Ricordo bene quanto fosse diffusa un’interpretazione funzionalista del concetto: la continuità non era un valore in sé, ma una variabile subordinata. L’impresa poteva sopravvivere, certo, ma solo se questa sopravvivenza contribuiva in modo concreto e diretto a massimizzare il recupero per i creditori. Una visione legittima, ma profondamente condizionata da una logica liquidatoria.
Le cose hanno cominciato a muoversi – timidamente – con l’introduzione del principio del no creditor worse off, che ha sostituito il più rigido best interest of creditors test.

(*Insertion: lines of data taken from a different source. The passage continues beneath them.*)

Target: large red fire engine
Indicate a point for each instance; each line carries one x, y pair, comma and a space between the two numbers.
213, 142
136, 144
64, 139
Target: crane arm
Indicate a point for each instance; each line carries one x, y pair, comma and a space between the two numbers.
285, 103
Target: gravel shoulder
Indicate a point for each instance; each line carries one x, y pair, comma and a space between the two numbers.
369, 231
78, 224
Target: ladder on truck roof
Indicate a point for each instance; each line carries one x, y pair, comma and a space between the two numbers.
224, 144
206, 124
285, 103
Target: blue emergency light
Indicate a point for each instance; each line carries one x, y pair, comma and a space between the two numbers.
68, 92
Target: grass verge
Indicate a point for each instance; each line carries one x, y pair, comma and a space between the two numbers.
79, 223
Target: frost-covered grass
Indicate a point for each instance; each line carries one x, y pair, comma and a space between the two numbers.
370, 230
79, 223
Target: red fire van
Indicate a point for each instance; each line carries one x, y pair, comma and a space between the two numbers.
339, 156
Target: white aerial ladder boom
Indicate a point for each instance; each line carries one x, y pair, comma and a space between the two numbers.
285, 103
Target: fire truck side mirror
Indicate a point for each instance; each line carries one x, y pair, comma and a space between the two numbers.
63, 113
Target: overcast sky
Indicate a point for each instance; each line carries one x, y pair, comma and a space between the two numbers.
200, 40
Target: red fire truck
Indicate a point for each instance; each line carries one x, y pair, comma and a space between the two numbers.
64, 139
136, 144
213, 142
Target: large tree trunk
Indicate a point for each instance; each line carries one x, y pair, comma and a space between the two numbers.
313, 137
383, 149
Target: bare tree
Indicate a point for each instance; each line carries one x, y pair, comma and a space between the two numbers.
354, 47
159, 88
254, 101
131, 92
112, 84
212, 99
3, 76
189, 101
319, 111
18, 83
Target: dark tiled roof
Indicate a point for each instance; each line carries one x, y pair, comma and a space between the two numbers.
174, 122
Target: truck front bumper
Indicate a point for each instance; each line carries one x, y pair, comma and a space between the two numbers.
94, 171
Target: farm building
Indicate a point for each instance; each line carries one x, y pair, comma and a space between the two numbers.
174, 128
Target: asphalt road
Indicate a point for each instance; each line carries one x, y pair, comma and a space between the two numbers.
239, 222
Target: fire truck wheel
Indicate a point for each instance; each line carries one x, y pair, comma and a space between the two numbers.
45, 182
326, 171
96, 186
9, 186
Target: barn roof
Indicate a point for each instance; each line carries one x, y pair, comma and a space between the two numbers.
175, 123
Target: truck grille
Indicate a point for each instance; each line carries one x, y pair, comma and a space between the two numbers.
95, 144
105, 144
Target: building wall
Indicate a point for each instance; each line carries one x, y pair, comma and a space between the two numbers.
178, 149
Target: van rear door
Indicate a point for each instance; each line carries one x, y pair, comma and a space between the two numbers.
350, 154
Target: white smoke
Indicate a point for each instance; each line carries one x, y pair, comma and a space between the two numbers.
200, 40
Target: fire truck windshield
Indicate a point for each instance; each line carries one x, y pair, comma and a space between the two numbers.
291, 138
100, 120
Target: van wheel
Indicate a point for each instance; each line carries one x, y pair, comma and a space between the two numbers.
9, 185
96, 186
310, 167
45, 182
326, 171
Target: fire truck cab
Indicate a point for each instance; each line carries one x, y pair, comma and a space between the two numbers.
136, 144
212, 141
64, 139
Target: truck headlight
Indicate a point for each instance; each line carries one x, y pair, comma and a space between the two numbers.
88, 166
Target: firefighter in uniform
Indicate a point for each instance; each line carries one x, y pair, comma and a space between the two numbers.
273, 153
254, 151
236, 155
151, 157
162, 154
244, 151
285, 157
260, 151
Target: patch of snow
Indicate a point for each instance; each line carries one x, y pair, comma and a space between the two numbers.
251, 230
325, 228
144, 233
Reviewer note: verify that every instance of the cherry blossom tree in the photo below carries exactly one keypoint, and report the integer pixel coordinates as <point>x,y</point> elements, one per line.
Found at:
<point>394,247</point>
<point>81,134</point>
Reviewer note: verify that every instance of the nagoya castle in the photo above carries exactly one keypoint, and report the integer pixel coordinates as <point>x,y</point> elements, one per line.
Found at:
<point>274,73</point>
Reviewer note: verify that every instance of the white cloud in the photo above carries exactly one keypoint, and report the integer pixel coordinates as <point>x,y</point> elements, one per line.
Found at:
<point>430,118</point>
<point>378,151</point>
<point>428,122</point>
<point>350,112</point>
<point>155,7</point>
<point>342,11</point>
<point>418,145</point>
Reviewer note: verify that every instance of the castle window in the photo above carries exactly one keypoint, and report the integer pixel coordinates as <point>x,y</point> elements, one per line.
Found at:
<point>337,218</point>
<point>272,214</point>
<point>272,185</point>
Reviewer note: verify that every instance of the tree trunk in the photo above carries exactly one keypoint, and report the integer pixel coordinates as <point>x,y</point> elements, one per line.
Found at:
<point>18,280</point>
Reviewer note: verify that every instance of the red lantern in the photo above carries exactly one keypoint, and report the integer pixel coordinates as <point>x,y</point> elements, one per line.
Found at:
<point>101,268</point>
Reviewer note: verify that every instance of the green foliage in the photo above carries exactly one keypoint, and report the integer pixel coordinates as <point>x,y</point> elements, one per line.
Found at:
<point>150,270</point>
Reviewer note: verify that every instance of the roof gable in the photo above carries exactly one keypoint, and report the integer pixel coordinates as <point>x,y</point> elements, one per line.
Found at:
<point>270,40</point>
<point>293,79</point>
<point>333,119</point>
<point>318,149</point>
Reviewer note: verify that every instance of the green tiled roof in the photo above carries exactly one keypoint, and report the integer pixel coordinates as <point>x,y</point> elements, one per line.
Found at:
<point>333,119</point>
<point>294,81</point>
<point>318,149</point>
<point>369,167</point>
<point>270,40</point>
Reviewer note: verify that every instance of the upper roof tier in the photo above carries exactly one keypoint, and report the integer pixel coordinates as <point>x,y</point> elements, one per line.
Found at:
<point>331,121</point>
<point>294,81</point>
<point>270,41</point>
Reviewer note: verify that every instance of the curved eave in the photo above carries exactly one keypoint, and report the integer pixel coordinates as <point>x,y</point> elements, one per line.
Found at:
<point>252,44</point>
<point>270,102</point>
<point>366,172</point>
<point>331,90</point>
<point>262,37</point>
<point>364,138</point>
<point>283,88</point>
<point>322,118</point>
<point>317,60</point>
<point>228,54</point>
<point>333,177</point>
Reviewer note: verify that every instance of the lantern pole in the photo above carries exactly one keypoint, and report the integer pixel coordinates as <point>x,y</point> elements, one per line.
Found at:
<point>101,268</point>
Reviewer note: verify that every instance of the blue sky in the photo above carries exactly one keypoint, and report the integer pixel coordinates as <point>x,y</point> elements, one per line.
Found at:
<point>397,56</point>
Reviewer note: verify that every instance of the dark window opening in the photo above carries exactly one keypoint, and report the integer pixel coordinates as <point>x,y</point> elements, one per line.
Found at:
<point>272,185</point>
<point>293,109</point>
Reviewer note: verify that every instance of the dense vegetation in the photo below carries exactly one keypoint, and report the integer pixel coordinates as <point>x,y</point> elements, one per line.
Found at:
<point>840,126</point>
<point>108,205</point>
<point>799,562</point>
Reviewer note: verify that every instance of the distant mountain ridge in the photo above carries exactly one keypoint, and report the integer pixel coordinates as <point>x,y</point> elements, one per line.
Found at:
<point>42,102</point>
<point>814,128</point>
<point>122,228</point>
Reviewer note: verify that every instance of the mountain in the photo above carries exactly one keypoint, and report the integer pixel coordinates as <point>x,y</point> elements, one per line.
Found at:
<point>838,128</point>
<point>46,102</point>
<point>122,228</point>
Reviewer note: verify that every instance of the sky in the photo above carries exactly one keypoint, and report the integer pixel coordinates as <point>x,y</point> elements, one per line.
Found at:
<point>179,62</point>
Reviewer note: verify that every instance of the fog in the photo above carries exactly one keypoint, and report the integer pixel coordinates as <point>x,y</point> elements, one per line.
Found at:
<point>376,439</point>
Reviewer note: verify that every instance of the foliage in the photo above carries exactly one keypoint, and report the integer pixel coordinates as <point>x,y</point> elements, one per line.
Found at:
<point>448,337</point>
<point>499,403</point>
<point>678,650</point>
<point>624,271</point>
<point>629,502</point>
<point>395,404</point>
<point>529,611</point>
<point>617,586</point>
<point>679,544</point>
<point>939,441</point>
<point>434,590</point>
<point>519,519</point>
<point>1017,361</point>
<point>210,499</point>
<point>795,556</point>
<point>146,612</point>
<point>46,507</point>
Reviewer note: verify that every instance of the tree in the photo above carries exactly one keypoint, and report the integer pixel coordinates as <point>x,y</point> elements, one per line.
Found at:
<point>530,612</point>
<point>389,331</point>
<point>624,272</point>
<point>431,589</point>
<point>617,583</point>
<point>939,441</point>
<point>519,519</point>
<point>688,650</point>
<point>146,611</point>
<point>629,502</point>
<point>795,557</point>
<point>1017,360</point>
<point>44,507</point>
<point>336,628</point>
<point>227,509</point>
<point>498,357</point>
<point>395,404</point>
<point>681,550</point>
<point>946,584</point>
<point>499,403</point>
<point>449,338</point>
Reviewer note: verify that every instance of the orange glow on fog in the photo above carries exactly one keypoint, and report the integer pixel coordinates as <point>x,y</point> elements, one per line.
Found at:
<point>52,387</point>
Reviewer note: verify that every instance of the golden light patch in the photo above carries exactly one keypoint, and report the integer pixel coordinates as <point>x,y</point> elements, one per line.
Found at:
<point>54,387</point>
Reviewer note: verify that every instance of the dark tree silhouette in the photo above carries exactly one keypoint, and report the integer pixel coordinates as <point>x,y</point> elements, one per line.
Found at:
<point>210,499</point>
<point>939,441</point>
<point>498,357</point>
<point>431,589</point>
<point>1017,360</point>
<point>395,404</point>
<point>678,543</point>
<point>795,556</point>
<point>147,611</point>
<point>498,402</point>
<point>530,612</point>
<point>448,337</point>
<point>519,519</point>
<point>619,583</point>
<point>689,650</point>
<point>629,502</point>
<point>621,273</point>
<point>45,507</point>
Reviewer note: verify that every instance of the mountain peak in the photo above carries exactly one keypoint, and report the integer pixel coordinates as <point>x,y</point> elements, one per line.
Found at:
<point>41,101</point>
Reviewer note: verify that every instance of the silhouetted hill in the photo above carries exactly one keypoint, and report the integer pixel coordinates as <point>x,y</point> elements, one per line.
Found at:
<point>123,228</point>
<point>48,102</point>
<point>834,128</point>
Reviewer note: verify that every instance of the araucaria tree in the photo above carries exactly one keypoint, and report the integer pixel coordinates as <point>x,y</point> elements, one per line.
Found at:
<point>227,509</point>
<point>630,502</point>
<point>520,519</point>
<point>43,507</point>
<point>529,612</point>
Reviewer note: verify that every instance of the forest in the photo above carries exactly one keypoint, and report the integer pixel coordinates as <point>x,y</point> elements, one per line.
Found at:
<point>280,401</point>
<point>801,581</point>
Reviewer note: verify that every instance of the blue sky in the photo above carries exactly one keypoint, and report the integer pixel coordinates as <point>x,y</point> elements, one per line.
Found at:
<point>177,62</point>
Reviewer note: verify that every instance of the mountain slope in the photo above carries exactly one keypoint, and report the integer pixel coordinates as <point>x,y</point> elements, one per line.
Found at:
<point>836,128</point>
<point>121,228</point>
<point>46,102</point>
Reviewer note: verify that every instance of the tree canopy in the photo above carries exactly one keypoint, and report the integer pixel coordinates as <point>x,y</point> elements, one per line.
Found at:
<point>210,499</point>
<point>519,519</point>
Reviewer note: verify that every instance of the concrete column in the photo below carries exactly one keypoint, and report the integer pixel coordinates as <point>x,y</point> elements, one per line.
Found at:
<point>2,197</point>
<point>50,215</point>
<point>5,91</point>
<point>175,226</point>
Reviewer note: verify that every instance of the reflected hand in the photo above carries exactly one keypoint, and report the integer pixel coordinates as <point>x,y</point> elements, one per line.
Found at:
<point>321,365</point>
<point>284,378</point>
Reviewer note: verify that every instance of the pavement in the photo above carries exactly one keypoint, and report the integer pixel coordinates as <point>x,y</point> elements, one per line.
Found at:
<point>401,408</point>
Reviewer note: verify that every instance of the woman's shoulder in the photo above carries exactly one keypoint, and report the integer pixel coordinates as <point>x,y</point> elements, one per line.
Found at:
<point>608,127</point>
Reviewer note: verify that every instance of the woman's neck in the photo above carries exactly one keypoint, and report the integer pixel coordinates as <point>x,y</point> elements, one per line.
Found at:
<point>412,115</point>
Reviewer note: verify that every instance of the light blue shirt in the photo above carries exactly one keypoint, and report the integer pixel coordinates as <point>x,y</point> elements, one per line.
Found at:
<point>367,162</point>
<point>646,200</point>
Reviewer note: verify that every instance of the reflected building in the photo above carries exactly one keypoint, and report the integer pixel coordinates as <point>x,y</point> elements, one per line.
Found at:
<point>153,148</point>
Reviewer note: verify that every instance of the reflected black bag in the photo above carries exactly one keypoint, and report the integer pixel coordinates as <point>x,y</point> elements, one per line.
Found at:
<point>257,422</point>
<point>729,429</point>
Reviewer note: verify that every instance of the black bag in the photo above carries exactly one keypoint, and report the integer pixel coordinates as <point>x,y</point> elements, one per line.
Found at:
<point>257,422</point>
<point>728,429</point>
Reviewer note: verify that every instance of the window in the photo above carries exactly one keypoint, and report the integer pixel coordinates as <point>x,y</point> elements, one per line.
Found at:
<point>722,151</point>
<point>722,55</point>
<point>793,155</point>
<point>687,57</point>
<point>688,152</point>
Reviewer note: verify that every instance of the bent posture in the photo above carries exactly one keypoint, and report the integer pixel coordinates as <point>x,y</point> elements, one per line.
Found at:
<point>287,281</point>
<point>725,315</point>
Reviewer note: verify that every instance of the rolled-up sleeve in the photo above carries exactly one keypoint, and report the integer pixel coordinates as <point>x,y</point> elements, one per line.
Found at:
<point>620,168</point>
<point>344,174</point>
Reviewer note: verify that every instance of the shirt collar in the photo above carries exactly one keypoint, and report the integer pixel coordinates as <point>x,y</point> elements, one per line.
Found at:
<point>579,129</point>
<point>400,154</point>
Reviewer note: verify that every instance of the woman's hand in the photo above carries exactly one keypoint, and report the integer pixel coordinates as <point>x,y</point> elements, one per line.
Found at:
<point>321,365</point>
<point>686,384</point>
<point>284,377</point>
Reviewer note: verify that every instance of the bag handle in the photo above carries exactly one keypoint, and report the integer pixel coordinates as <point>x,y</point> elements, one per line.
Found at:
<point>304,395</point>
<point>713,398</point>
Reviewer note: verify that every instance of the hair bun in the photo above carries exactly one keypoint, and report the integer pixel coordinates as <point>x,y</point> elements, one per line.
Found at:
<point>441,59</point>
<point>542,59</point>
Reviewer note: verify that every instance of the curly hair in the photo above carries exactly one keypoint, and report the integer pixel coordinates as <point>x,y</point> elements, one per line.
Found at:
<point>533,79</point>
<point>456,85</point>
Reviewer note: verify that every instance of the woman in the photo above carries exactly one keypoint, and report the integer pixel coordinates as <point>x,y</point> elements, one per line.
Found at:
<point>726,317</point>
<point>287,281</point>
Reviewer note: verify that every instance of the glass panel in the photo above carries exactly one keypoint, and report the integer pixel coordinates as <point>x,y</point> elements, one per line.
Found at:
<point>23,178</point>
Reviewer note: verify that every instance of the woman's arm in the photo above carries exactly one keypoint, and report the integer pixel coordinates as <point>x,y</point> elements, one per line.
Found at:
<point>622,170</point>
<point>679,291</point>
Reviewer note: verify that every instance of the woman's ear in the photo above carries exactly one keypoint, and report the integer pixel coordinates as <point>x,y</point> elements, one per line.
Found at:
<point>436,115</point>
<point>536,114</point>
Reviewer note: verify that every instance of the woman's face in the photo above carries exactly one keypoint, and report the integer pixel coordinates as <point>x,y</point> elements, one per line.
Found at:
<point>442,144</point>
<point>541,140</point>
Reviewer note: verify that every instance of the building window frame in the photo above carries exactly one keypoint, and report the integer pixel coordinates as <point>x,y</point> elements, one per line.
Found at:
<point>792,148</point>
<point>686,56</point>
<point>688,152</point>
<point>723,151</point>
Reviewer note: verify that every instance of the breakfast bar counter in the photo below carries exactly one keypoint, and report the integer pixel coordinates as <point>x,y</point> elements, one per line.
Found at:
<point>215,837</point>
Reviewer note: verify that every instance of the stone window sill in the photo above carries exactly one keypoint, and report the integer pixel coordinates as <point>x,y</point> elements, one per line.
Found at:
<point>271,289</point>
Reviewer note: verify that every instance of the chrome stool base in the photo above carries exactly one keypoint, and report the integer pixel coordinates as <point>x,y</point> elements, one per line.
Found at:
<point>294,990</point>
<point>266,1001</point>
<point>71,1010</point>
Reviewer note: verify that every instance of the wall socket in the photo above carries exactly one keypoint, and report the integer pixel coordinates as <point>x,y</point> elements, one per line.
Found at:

È stato un cambio di prospettiva non banale: da quel momento, per rendere ammissibile un piano non era più necessario dimostrare che fosse la soluzione migliore, ma bastava che non peggiorasse la posizione dei creditori rispetto a una liquidazione giudiziale. Un primo passo verso un riequilibrio tra tutela del credito e tutela dell’impresa.
Il vero scossone, però, è arrivato con le misure emergenziali post-pandemia. Il D.L. 118/2021 ha introdotto deroghe significative al diritto civile e societario, tutte orientate a un unico obiettivo: mantenere le imprese in attività. Quelle che all’inizio sembravano soluzioni straordinarie e temporanee, nel tempo sono confluite stabilmente nel Codice della crisi.
Nel frattempo, il legislatore ha ampliato strumenti e tutele: divieto di autotutela contrattuale da parte dei creditori, finanziamenti prededucibili, possibilità di trasferire l’azienda senza trasmettere i debiti civili. Segnali chiari di una volontà politica e giuridica di proteggere il valore della continuità.
Così, quando è arrivata la riforma del 2024, il terreno era già stato dissodato. La novità non è stata solo normativa, ma anche culturale: oggi la prosecuzione dell’attività d’impresa è finalmente considerata un bene giuridico in sé, e non più solo un mezzo per un altro fine.
Non è ancora una rivoluzione compiuta. Ma siamo su una traiettoria diversa. E per chi si occupa ogni giorno di crisi aziendali, non è solo un cambio di regole: è un cambio di sguardo.